R. Nahman b. Yitzchak derived the same lesson from here: "And the one nation shall be stronger than the other nation" (Genesis 25:23).


Leshem is a city conquered by the tribe of Dan. Pamias is the Greek name of the city.

Caesarea is again identified as Ekron. According to this statement, it seems to be a place where kings are made. I assume that this is related to the name of the city Caesarea, after Caesar.

The continuation of R. Yitzchak’s statement points out that Jewish culture and Greco-Roman culture (symbolized by Caesarea and Jerusalem) exist in an inverse relationship.

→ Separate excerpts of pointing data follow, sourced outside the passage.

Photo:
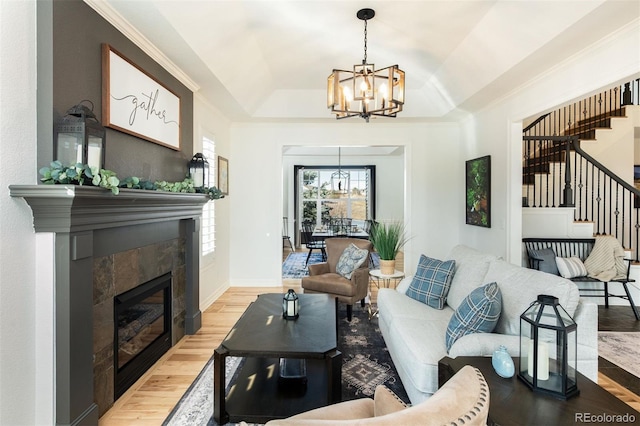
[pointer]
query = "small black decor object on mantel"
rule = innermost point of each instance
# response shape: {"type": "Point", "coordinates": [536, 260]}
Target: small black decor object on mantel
{"type": "Point", "coordinates": [199, 171]}
{"type": "Point", "coordinates": [290, 305]}
{"type": "Point", "coordinates": [548, 349]}
{"type": "Point", "coordinates": [80, 138]}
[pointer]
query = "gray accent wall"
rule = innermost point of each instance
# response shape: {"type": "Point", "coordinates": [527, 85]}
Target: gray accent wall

When one thrives, the other suffers.

To be honest, I think this remains one of the great challenges of American Jewish existence. Can the "Greco-Roman" side, the part of us that wants to integrate with the modern world, adopt modern values and lifestyles, thrive at the same time that the traditional Jewish side thrives.